Veneto Banca fa causa a Consoli

Via all'azione di responsabilità contro la vecchia gestione. A fine anno il piano

Massimo Restelli

Veneto Banca manda alla sbarra la vecchia gestione guidata dal suo ex dominus Vincenzo Consoli e promette che entro fine anno annuncerà il nuovo piano industriale. È quello che dovrebbe disegnare la fusione con Popolare Vicenza. Sarà un «piano di svolta», ha detto ieri l'ad Cristiano Carrus, confermando che tra le opzioni c'è «sicuramente» la fusione con Vicenza. Il matrimonio è molto caldeggiato dal Fondo Atlante, che in primavera ha salvato dal bail-in entrambi gli istituti del nord est sborsando 2 miliardi.

L'assemblea dei soci ha invece deciso l'avvio dell'azione di responsabilità contro gli ex componenti del board e del consiglio sindacale, includendo il periodo in cui Consoli era direttore generale. Dalle urne è uscito uno scontato plebiscito (99,9% i voti a favore) visto che Atlante detiene il 97,64% del capitale. Il clima dell'assise è stato tuttavia incendiato dalle proteste dei piccoli soci che hanno criticato la decisione del cda di avviare la guerra legale concentrandosi per ora su sole 40 operazioni di punta. L'istituto ha scelto tra quelle «deteriorate» o comunque complesse, svoltesi tra gennaio 2006 e aprile 2014 e spesso deliberate «con informazioni carenti o del tutto assenti» sul rischio della controparte: l'esposizione è 402 milioni, a fronte di perdite e accantonamenti per 198.

Rinviati invece a «ulteriori approfondimenti», insieme a casi di «mera irregolarità contabile», i profili «oggetto dei procedimenti sanzionatori della Vigilanza o degli accertamenti penali in atto». Un boccone difficile da digerire per soci che hanno visto polverizzarsi il valore delle azioni in portafoglio dai 39,50 euro del 2014 ai 10 centesimi della ricapitalizzazione. La vecchia Veneto Banca è da mesi nel mirino della Procura e Consoli è agli arresti domiciliari.

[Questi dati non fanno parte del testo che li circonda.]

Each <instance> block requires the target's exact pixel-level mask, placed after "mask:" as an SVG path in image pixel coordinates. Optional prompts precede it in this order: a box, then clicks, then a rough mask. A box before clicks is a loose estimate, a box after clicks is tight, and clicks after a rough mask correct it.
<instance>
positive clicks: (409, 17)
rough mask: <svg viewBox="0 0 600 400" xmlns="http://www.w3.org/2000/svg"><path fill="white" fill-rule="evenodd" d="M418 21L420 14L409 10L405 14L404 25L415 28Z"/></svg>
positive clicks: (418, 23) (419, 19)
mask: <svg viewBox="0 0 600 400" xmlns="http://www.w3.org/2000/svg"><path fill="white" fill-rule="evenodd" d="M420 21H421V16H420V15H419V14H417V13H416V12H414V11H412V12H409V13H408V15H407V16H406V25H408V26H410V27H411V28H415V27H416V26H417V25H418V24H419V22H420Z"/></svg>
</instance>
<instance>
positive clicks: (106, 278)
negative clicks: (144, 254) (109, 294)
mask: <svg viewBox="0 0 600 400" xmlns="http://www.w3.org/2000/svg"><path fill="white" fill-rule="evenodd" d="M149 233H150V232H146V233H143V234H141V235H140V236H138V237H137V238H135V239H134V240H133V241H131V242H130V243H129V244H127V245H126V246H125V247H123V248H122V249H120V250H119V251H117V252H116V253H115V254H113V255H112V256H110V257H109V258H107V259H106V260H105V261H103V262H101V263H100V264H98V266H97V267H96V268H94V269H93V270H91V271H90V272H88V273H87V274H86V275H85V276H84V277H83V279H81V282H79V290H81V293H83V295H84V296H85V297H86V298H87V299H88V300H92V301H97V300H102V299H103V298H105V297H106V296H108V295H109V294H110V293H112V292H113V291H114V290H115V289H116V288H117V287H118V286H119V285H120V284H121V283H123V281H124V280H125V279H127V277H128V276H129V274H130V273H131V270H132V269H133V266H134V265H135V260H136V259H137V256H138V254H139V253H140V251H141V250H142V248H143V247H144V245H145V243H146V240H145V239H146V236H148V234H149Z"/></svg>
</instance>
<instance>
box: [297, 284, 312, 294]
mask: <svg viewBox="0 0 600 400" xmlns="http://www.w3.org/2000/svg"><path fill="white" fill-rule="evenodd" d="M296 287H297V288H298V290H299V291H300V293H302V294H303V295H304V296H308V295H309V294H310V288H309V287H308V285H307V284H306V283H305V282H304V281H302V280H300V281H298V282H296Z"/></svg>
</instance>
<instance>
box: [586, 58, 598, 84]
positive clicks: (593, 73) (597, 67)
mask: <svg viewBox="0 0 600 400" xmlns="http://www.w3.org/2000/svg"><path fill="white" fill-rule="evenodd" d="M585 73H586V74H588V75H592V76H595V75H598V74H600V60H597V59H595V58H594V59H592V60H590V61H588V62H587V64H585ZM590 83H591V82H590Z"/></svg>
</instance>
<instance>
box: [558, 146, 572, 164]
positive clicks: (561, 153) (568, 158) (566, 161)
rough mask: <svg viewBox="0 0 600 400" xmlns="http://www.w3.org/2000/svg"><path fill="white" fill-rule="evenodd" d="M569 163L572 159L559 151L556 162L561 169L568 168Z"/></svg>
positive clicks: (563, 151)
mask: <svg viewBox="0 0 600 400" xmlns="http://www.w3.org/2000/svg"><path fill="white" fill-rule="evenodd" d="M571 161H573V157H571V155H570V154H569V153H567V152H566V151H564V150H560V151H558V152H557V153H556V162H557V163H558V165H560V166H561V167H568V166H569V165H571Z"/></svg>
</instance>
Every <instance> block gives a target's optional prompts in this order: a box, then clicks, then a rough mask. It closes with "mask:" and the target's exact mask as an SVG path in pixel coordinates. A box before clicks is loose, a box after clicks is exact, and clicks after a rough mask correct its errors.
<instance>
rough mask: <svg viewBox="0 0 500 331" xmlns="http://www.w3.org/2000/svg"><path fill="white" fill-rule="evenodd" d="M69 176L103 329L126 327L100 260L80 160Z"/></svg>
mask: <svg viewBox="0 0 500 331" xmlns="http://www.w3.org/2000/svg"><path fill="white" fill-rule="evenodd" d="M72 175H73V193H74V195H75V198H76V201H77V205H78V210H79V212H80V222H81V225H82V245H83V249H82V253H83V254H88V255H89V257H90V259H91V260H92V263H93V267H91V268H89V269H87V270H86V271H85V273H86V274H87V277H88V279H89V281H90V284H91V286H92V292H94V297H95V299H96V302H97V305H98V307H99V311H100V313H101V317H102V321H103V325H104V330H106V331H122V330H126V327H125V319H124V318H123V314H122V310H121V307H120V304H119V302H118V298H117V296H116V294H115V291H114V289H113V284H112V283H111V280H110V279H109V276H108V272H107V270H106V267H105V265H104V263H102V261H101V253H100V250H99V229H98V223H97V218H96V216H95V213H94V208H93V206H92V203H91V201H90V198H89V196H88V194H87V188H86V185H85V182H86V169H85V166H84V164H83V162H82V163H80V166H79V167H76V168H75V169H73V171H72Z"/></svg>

Il board ha invece avviato le carte bollate considerando in particolare i casi di «gravi irregolarità» emersi nella gestione, cioè dall'accusa di malagestio, e dalla «irregolare gestione» nella compravendita di titoli a fronte di «specifiche obbligazioni». In sostanza i cosiddetti «prestiti baciati», prima concessi da Veneto Banca in cambio dell'acquisto delle sue azioni. Il cda arriva a citare due operazioni per «il loro particolare rilievo» e l'«entità dei pregiudizi» subiti: le vicende «Castagner» e «Scanferlin». Quest'ultima famiglia figurava tra i soci di minoranza di Cofito, la ex holding di Bim, annessa da Veneto Banca nel 2010 con un'incorporazione. Nel tentativo di fare cassa Consoli ha poi tentato, senza successo, di rivendere Bim, che è invece ora tornata strategica.

Il neo presidente Massimo Lanza, subentrato a Beniamino Anselmi dopo lo spettro di dover ricorrere ai licenziamenti per salvare il gruppo- ha cercato di placare gli animi dei soci, sottolineando la complessità dell'iter legale e il rischio di perdere la causa senza una «due diligence». «Non è che sono arrivati quelli a cui non frega niente», ha proseguito Lanza riferendosi alla bomba degli esuberi: si dice 2.400 in caso di fusione con Pop Vicenza. Il piano «deve cercare di massimizzare gli interessi di tutti e portare alla creazione di una banca che sta in piedi, per questo non posso porre a priori condizionamenti».

I sindacati sono sul piede di guerra.